World Hepatitis Day: 52 million Indians suffer from chronic hepatitis
Hepatitis is an inflammatory of the liver, commonly caused by a viral infection.
Zee Media Bureau
New Delhi: Viral hepatitis poses a serious health threat to Indians with as many as 52 millions of them suffering from the chronic condition.
As per the World Health Organisation (WHO), the scenario has placed a huge social and economic burden on the affected families as well as the health system, reported the TOI.
Latest assessment by WHO shows that 40 million people in India are chronically infected with Hepatitis B, whereas 6 to 12 million people are chronically infected with Hepatitis C.
It said that hepatitis E virus (HEV) is the most important cause of epidemic hepatitis, hepatitis A virus (HAV) is found to be more common among children.
Hepatitis is an inflammatory of the liver, commonly caused by a viral infection. Hepatitis can also be caused by other factors such as medications, drugs, toxins, alcohol, autoimmune process (autoimmune hepatitis). Autoimmune hepatitis is a condition that occurs when your body makes antibodies against your liver tissue.

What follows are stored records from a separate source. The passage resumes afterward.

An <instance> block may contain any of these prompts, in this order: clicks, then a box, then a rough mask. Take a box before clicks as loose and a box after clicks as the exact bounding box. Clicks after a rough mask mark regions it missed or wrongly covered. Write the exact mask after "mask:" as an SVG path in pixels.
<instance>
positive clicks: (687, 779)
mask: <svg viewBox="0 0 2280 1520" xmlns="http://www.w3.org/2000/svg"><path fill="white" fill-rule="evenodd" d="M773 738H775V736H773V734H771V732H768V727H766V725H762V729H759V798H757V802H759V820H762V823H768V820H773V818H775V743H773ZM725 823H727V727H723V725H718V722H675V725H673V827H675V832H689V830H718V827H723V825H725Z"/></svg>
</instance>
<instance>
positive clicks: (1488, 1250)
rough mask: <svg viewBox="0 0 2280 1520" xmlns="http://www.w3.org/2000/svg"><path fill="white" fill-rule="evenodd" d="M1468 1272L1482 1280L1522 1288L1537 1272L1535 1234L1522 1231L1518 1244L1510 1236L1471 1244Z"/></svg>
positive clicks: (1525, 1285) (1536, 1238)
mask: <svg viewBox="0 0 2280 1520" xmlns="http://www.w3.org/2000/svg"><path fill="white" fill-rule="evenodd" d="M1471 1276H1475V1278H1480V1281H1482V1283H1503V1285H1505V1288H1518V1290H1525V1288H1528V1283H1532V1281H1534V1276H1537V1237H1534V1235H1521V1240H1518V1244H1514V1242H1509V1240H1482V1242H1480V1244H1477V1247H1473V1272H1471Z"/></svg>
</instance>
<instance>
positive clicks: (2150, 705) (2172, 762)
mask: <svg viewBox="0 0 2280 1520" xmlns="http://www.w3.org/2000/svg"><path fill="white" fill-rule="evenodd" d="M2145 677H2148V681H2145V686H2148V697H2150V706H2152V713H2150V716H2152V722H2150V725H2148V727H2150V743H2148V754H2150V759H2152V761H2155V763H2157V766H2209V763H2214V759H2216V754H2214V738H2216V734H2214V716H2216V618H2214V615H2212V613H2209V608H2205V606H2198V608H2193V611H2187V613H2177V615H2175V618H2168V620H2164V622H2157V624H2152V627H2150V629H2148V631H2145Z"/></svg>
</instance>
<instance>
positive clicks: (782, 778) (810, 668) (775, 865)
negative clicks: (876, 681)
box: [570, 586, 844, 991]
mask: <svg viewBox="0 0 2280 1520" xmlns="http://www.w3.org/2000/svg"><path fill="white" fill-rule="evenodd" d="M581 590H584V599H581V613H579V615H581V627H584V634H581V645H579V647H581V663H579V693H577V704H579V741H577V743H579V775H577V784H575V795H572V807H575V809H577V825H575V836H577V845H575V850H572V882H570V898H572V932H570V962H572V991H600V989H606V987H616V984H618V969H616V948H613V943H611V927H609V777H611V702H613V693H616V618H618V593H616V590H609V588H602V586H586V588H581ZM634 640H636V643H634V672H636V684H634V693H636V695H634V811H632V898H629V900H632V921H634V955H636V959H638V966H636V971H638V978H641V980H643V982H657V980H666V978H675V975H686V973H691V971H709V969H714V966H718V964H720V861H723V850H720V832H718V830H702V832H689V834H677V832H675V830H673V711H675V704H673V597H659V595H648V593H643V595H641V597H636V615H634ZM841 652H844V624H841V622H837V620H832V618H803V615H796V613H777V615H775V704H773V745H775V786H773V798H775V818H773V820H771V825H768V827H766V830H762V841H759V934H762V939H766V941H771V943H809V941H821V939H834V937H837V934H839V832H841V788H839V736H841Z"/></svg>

"There is need for immediate and urgent action to arrest the spread of hepatitis. In the South-East Asia Region, viral hepatitis is driving rates of liver cancer and cirrhosis, and is causing premature death and disease with over 100 million people chronically infected with Hepatitis B and Hepatitis C," WHO's Regional Director for South East Asia Poonam Khetrapal Singh was quoted as saying by TOI.
Hepatitis B is a potentially life-threatening liver infection caused by the hepatitis B virus. It can be prevented by prevented by currently available safe and effective vaccine. As per WHO, the vaccine is 95% effective in preventing infection and the development of chronic disease and liver cancer due to hepatitis B.
However, there is currently no vaccine fot hepatitis C, which is caused by the hepatitis C virus. Hepatitis B and hepatitis C can cause both acute and chronic disease.
On World Hepatitis Day, celebrated on July 28 every year, WHO called on policy makers, health workers and the public to inform themselves about hepatitis, take positive action to reduce needless deathsfrom this preventable and treatable infection.